Training Compute & FLOP Estimator
Estimate the total floating-point operations (FLOPs) required to train a neural network, based on model parameters, dataset size, and training configuration.
Model Architecture
Total trainable parameters (e.g. 7B = 7,000,000,000)Dataset & Training
Total tokens seen during training (e.g. 2T = 2,000,000,000,000) How many times the dataset is iterated (typically 1 for LLMs)Hardware Configuration
Peak theoretical throughput in FLOP/s Typical range: 30–50% for large-scale trainingResults will appear here.
Formulas Used
Total Training FLOPs (Kaplan et al. / Chinchilla):
C = 6 × N × D × G
- C — Total compute in FLOPs
- N — Number of model parameters
- D — Total tokens processed (tokens × epochs)
- G — Gradient checkpointing multiplier (1.0 or ~1.33)
- 6 — Factor accounting for: 2 (multiply-add) × 3 (1 forward pass + 2 backward passes)
Wall-Clock Time:
T = C / (FLOP/s_peak × num_accelerators × MFU)
Chinchilla-Optimal Tokens:
D_optimal ≈ 20 × N
Memory (minimum lower bound):
Mem = weights (N × bytes) + optimizer (2 × N × 4B for Adam) + gradients (N × bytes)
Assumptions & References
- The factor of 6 per parameter per token is derived from Kaplan et al. (2020), "Scaling Laws for Neural Language Models" and validated in Hoffmann et al. (2022), "Training Compute-Optimal Large Language Models" (Chinchilla).
- Gradient checkpointing recomputes activations during the backward pass, adding ~1 extra forward pass (~33% overhead) to reduce memory usage.
- Model FLOP Utilization (MFU) of 30–50% is typical for large-scale distributed training; see Chowdhery et al. (2022), PaLM reporting ~46% MFU on TPUs.
- Memory estimates are a lower bound — activations, KV cache, and communication buffers add significant overhead in practice.
- Adam optimizer stores first and second moment estimates in FP32, adding 2 × N × 4 bytes regardless of training precision.

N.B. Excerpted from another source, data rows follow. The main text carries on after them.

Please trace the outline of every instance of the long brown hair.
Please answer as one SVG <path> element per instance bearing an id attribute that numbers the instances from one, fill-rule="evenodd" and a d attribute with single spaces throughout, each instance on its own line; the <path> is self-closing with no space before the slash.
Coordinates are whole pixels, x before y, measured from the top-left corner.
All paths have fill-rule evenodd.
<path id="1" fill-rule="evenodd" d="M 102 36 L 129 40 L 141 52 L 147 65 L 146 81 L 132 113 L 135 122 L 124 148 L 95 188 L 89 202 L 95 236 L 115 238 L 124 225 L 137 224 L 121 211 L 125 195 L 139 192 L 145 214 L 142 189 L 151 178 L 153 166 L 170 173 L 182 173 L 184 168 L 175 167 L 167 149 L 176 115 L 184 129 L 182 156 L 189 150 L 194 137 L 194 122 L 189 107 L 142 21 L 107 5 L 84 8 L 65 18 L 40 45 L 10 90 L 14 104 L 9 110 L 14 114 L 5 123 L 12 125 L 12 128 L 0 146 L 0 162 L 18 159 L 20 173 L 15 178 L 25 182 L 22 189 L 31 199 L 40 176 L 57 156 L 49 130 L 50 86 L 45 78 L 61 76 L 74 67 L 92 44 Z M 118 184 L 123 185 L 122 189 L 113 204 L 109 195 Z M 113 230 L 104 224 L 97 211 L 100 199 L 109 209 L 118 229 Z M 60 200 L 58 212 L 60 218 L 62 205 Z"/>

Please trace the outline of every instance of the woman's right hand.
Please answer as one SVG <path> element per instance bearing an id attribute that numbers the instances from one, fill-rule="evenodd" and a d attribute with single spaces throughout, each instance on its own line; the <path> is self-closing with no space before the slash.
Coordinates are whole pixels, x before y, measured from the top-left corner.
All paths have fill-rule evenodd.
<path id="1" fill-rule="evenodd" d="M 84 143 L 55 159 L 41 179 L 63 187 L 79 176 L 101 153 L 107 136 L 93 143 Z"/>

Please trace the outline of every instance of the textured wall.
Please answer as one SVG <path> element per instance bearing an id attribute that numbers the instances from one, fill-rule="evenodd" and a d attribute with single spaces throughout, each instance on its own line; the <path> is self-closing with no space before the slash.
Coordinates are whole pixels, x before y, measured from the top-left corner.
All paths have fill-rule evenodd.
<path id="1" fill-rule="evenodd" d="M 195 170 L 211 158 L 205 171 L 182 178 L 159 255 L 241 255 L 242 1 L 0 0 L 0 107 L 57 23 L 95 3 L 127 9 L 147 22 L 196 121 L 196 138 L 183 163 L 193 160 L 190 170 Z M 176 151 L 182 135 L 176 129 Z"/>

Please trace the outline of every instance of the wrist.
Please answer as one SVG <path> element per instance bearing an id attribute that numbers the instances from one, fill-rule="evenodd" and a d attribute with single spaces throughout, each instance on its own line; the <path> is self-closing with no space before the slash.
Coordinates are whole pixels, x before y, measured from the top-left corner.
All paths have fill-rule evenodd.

- Hardware peak FLOP/s figures are for the specified tensor/matrix precision (BF16/FP16). FP32 throughput is typically 2–4× lower.
- This calculator does not account for pipeline bubbles, data loading overhead, or network communication latency in multi-node training.
- Reference: Epoch AI "Compute Trends" (2023) and OpenAI "AI and Compute" (2018) for historical context on training compute scaling.